Jaggi also noted that the same lesson is equally true for the provider side of the equation. “You have to align with the physician workflow,” she said. “You can’t just ask physicians to totally change their workflow.”

We can’t ignore the complex realities of the American health system

Working within the healthcare industry, there’s a tendency to become comfortable with the deep complexity of the American healthcare system. But it’s easy to forget that for the majority of people, healthcare in the U.S. is a black box – and MedCity CONVERGE’s array of speakers illustrated just how truly complex it really is.

Independence Blue Cross’s Michael Vennera noted that when the company first approached its mobile strategy they did so “as company insiders” – taking for granted that members had the same familiarity with the industry that they did. It was only once they did a more broad-base survey of member frustrations, said Vennera, that they understood that their members often confused different aspects of the healthcare system. (For instance, holding their insurance company for lack of appointment availability, or blaming doctors for a specific procedure not being approved.)

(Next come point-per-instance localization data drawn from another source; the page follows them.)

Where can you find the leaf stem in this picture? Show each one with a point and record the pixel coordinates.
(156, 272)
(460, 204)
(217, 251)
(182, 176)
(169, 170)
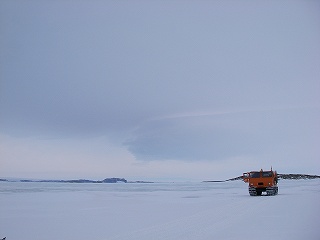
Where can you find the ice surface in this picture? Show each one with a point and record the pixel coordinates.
(38, 211)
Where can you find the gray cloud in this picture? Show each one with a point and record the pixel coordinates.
(228, 135)
(144, 76)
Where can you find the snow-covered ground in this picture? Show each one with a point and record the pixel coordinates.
(50, 211)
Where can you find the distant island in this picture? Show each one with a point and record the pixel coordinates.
(289, 176)
(106, 180)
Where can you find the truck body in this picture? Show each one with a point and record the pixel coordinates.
(261, 181)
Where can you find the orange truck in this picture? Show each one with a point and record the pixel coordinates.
(261, 181)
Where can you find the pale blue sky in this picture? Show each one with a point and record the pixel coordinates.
(158, 89)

This topic also took center stage later in the day during The Data Problem in Scaling Artificial Intelligence in Healthcare, which explored the challenges of deploying data science insight at scale.

Christopher Boone, head of Real World Data & Analytics at Pfizer, called particular attention to the issue of understanding how and where data was gathered within the larger healthcare delivery system.

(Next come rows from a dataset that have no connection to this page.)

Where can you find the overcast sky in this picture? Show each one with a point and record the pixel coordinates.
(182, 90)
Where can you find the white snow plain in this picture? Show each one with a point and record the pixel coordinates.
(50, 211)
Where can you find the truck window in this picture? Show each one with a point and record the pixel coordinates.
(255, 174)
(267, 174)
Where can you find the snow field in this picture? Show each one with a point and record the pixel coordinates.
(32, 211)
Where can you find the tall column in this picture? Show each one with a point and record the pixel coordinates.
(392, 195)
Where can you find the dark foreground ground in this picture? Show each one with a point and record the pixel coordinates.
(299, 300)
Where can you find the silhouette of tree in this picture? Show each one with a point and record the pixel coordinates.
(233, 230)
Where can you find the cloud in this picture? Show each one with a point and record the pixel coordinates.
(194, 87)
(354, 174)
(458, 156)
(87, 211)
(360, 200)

“For us, the context is the most important aspect of data, especially in the world of drug development,” said Boone. “It’s not just about the data capture. It’s about the pathway or the point in the clinical workflow that the data was captured.” He added that factors like whether the data was captured pre- or post-diagnosis are absolutely essential to making use of the data, especially if it’s to go before regulators like the Food & Drug Administration.

Innovators, dreamers, and newcomers

A significant chunk of the day was taken up by a pair of “David vs. Goliath” pitch sequences, where early stage companies pitched their solutions back to back. The companies ranged from targeted nutritional services for oncology patients to AI-assisted imaging solutions and novel data platforms.

Here are just a few of the companies that came to show off what they were working on.

MedCity CONVERGE 2019 was a great opportunity to get a birds-eye view of the state of both digital health in general and oncology innovation in particular. Kudos to MedCity News and all the speakers and participants for an excellent event.